Рыжий так поспешно отдергивает руку, что становится смешно.
– А твои врут, – добавляет она мстительно. – Показывают улучшенную версию.
Рыжий качает головой:
– Они показывают то, что есть. Это у тебя после встреч с родителем заниженная самооценка.
Ей хочется сказать ему что-нибудь резкое, что-то такое, что бы навеки его от нее отвадило. Отбило охоту лезть к ней в душу и приставать с дурацкими утешениями. Показывать ей собственные неправильные отражения. Но она не в силах от них отказаться, они ей необходимы хотя бы изредка. Хотя бы в такие дни, как этот. Особенно в такие дни. И Рыжий прекрасно это знает. Она думает о себе в шоколадных лужицах его глаз. Такой красивой.

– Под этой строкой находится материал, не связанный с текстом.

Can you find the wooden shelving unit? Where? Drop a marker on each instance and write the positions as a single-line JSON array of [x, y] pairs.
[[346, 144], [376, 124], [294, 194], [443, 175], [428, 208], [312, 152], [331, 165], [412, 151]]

– Ну как? – спрашивает он, когда она отпивает из колпачка.
– Неплохо. Для Фазанов – так вообще гениально. Не знала, что они таким увлекаются.
Рыжий, довольный, что удалось избежать ссоры, улыбается:
– А о них вообще мало что известно. Вроде и в Доме живут, но как будто не совсем.
– Точно, – задумчиво соглашается Крыса. – Они нездешние. Но и не наружные.
Некоторое время они молчат. Рыжий наполняет для Крысы еще один колпачок.
– Слушай, – говорит он с напускным оживлением, – говорят, Лорд запал на Рыжую? Просто смертельно запал. Это правда?
Рука Крысы привычно тянется к биркам. Она смотрит на них, но не переворачивает. И так понятно, что Рыжий наконец заговорил о том, что его по-настоящему волнует.
– Откуда мне знать? – огрызается Крыса. – Я только что вернулась. Сам у нее спроси.
– Ее бесят такие вопросы, – уныло признается Рыжий.
– Значит, и со мной нечего это обсуждать.
Глаза Крысы делаются злыми, но Рыжий ничего не замечает. Он возится с фляжкой. Завинтив, поднимает голову, и даже в пучеглазых стеклах его очков читается тревога.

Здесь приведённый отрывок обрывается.